O sırada Vina'nın kıpırdanmasıyla ona doğru döndü.
"Bir daha emzireyim mi seni annem? Doymadın sen sanki." dedi gülümseyerek. Kızının minik elini tuttuğunda o da annesinin parmağını sıkmıştı.
"Ahu gözlüm benim, ay kızım."
Sakince kucağına aldığında kendi de yatağın başlığına sırtını dayadı. Önce yüzünü Vina'nın yanağına değdirdi. Uzun uzun kokladı. Gözlerinin dolmasına engel olamıyordu hala. İnanamıyordu belki de, masal gibi geliyordu.
"Sen bilmiyorsun, ama sana anlatmak istiyorum. Ne zorluklar çektim, buralara nasıl geldim bil istiyorum. Seni her kokladığımda annem neden ağlıyor diye düşünme. Söyleyeyim ki bil. Sen nasıl kıymetli bir hazinesin benim için, bil."
Derin bir nefes aldı.
"Ben gittiğim her yerde senden kaçtım. Baban çok istedi, ama ben içimdeki o acının kurşununu bir türlü sökemedim. Anne olmayı layık göremedim kendime, bir daha içimde bir can büyütemem sandım. Küçücük bir bedeni koruyamam sandım."
Vina ona kocaman gözlerle annesine bakarken, sanki dediklerini anlıyormuş gibiydi. Akça geceliğinin askısını indirdi yavaşça. Hala mavilerinden ara sıra yaşlar akıyordu.
"Allah'a yalvardım, bir daha beni bu acıyla sınama. Paslı bir hançerin kanattığı yaraydım ben. İlacım yoktu, tedavim yoktu. Tüm mezarları gezdim neredeyse, hiçbiri göğsüm kadar büyük değildi."
Bir eliyle göğsünü geceliğinden çıkarttığında Vina'yı da iyice yaklaştırdı kendine. Onunla göz temasını asla kesmiyordu. Gülümsemeyi ihmal etmiyordu.
"Ama sen geldin sonra. En zemheri ayazımın göğsünü eriten o güneştin. Ben kaburgamın altında seni beklerken özenle beslediğim minik serçelerin nefes alışlarıyla hayata tutunmuş yarım kalan o sancıydım, belki de dünya üzerindeki en büyük acıydım. Zehir zemberek içinde debelenirken senin küçücük ellerini tuttum."
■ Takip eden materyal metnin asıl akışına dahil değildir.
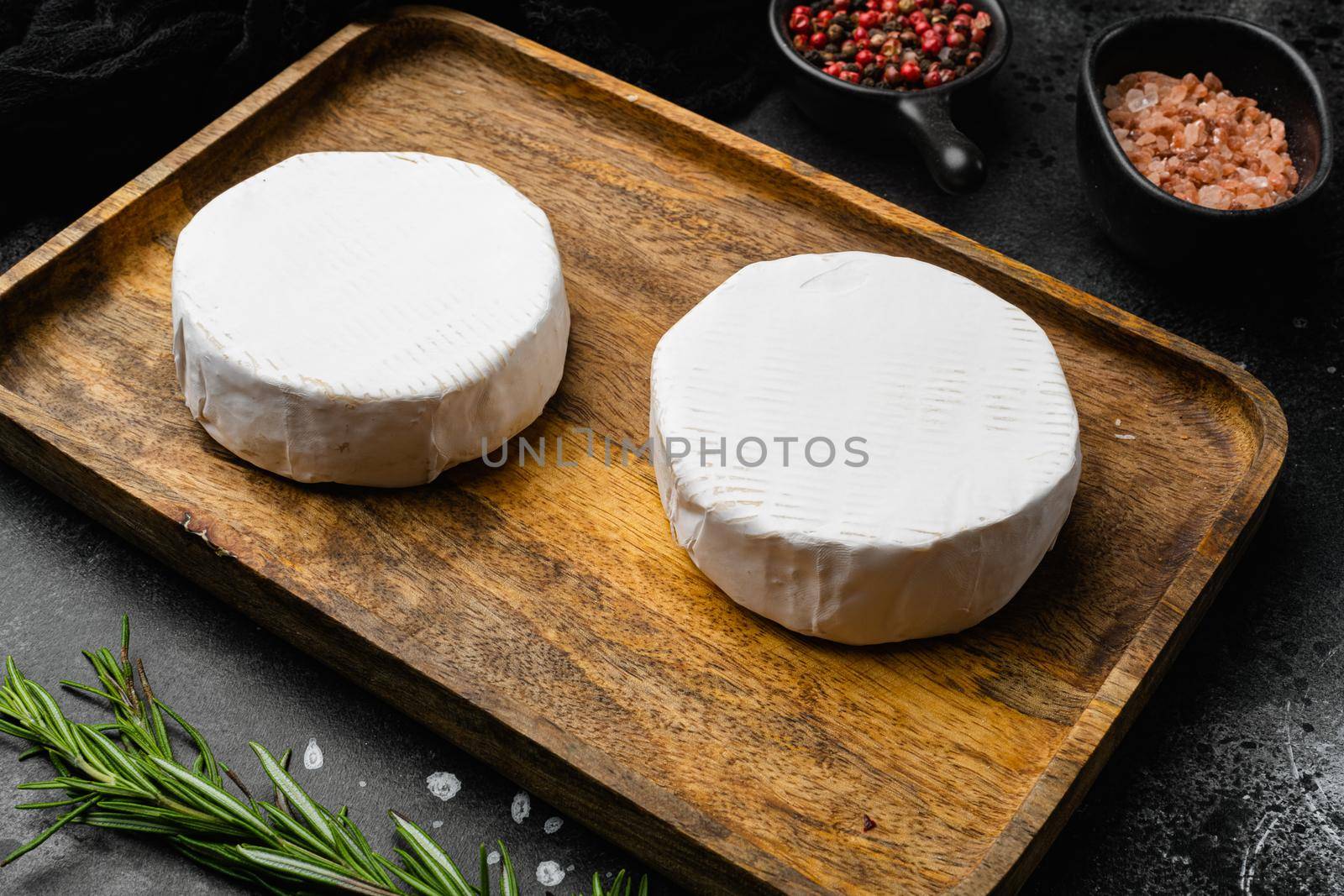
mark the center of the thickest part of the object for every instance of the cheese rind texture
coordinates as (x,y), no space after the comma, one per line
(367,318)
(954,452)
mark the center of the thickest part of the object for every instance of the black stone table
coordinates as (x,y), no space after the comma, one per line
(1231,781)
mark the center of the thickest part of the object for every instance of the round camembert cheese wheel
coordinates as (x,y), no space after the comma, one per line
(367,317)
(862,448)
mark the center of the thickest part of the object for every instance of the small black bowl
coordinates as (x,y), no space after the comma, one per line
(1252,62)
(921,116)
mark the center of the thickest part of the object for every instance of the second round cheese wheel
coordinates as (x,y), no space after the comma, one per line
(864,448)
(367,318)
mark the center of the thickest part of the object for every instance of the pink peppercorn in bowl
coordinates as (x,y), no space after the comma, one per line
(1133,190)
(922,116)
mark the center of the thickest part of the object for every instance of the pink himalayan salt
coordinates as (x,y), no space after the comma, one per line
(1200,143)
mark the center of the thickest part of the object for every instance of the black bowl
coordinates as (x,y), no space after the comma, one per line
(1252,62)
(922,117)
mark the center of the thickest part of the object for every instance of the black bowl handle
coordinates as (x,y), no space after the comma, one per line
(956,164)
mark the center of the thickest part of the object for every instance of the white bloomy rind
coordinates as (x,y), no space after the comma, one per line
(967,422)
(367,317)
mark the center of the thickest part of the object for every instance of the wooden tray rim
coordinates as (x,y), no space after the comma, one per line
(1136,672)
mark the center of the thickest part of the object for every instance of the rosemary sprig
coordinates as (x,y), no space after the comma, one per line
(125,775)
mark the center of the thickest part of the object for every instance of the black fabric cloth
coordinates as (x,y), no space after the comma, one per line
(91,89)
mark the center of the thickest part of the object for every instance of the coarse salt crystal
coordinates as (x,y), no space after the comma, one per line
(1200,143)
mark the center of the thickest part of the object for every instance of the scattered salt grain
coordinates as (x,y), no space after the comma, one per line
(444,785)
(522,808)
(312,755)
(550,873)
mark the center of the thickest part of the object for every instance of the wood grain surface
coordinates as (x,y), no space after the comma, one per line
(544,618)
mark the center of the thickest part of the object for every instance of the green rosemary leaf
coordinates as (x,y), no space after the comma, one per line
(292,829)
(212,765)
(125,644)
(300,801)
(114,761)
(40,839)
(181,824)
(71,783)
(156,720)
(280,799)
(508,879)
(97,692)
(123,822)
(54,804)
(417,880)
(217,799)
(360,844)
(443,869)
(18,692)
(10,728)
(311,871)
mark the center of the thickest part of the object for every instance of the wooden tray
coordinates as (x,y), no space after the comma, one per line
(544,618)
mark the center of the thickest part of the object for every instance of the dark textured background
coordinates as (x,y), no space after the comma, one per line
(1231,781)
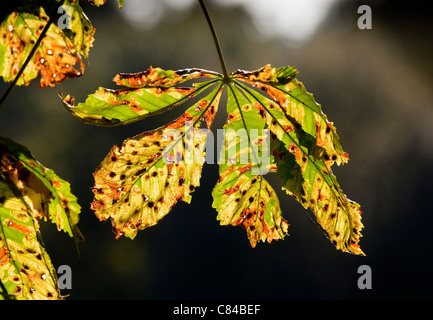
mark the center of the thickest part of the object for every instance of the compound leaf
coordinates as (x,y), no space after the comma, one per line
(273,125)
(138,184)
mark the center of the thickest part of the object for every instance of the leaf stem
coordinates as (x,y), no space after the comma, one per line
(216,41)
(26,62)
O an sütünün daha çok geldiğini fark etti Akça. Vina artık ilk zamanlardaki gibi zorlanmıyordu.
"Ben göğüs kafesimin içindeki o savaşı kazandım Vina. Tüm benliğimle kazandım. Duygularımı ve sol yanımı kaybetmiştim, buldum. Bütün umutlarımı göğe tuttum. Hep masmaviydi. Nereye gittiğimin bir önemi yoktu, bu dünyadan gitmek istedim. Bir rakı söyledim kendime sonra. Bir şarkı tutturdum en içten. Nefes aldım. Yol da vardı, yolcu da. Ölmek bu kadar kolay olmamalıydı."